Patients with uroadomen often require initial stabilization with fluid resuscitation and placement of a urinary catheter.5 Peritoneal drainage via catheters is often required to remove the caustic irritant and perhaps for implementation of peritoneal dialysis.4,5  The need for surgical intervention to repair the tear depends on the severity and location of the injured tissue.5  For example, medical management with placement of indwelling urinary catheters alone can be used to manage urethral tears, without surgical intervention.5,9  The damaged urinary epithelium is estimated to regenerate within 7 days.9  Advanced surgical techniques, such as nephrostomy tube placement and subcutaneous ureteral bypass, have been documented in veterinary medicine, but their success appears to be patient-dependent.10

The survival rate of dogs with uroabdomen is good, with 79% of dogs in one study surviving to hospital discharge,4 consistent with a previous report.7 Serum creatinine concentrations at admission were not predictive of the outcome. 

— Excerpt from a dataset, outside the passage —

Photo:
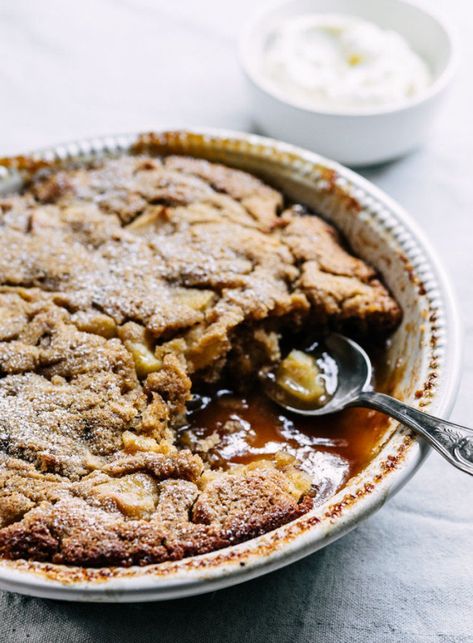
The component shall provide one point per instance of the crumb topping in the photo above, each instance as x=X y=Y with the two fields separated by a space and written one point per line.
x=122 y=285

Unfortunately, due to financial constraints, the dog in this case was humanly euthanized after medical management with pain medication, antibiotic therapy, strict cage rest and placement of an indwelling urinary catheter were attempted.  This case highlights the value of cytologic assessment for the diagnosis of uroadomen.  The presence of spermatozoa within the effusion of this patient was an unexpected but diagnostic finding, as was the presence of crystals typically seen in urine. 


  1. Stockham SL, Scott MA. Cavitary Effusions. In: Fundamentals of Veterinary Clinical Pathology. 2nd ed. Ames, Iowa: Blackwell Publishing; 2008. p. 831–68.
  2. Valenciano AC, Arndt TP, Rizzi TE. Effusions: Abdominal, Thoracic, and Pericardial. In: Diagnostic Cytology and Hematology of the Dog and Cat. 4th ed. St. Louis, Missousi: Elsevier Inc.; 2014. p. 244–65.
  3. Thompson CA, Rebar AH. Body Cavity Fluids. In: Canine and Feline Cytology [Internet]. Third Edit. St. Louis, Missousi: Elsevier Inc.; 2016. p. 191–219. Available from: http://dx.doi.org/10.1016/B978-1-4557-4083-3.00006-1
  4. Grimes JA, Fletcher JM, Schmiedt CW. Outcomes in dogs with uroabdomen: 43 cases (2006-2015). J Am Vet Med Assoc. 2018;252(1):92–7.
  5. Stafford JR, Bartges JW. A clinical review of pathophysiology, diagnosis, and treatment of uroabdomen in the dog and cat. J Vet Emerg Crit Care. 2013;23(2):216–29.
  6. Rieser TM. Urinary tract emergencies. Vet Clin North Am – Small Anim Pract. 2005;35(2 SPEC. ISS.):359–73.
  7. Anderson RB, Aronson LR, Drobatz KJ, Atilla A. Prognostic factors for successful outcome following urethral rupture in dogs and cats. J Am Anim Hosp Assoc. 2006;42(2):136–46.
  8. Schmiedt C, Tobias KM, Otto CM. Evaluation of Abdominal Fluid: Peripheral Blood Creatinine and Potassium Ratios for Diagnosis of Uroperitoneum in Dogs. J Vet Emerg Crit Care. 2001;11(4):275–80.
  9. Boothe HW. Managing traumatic urethral injuries. Clin Tech Small Anim Pract. 2000;15(1):35–9.
  10. Berent AC. Ureteral obstructions in dogs and cats: A review of traditional and new interventional diagnostic and therapeutic options. J Vet Emerg Crit Care. 2011;21(2):86–103.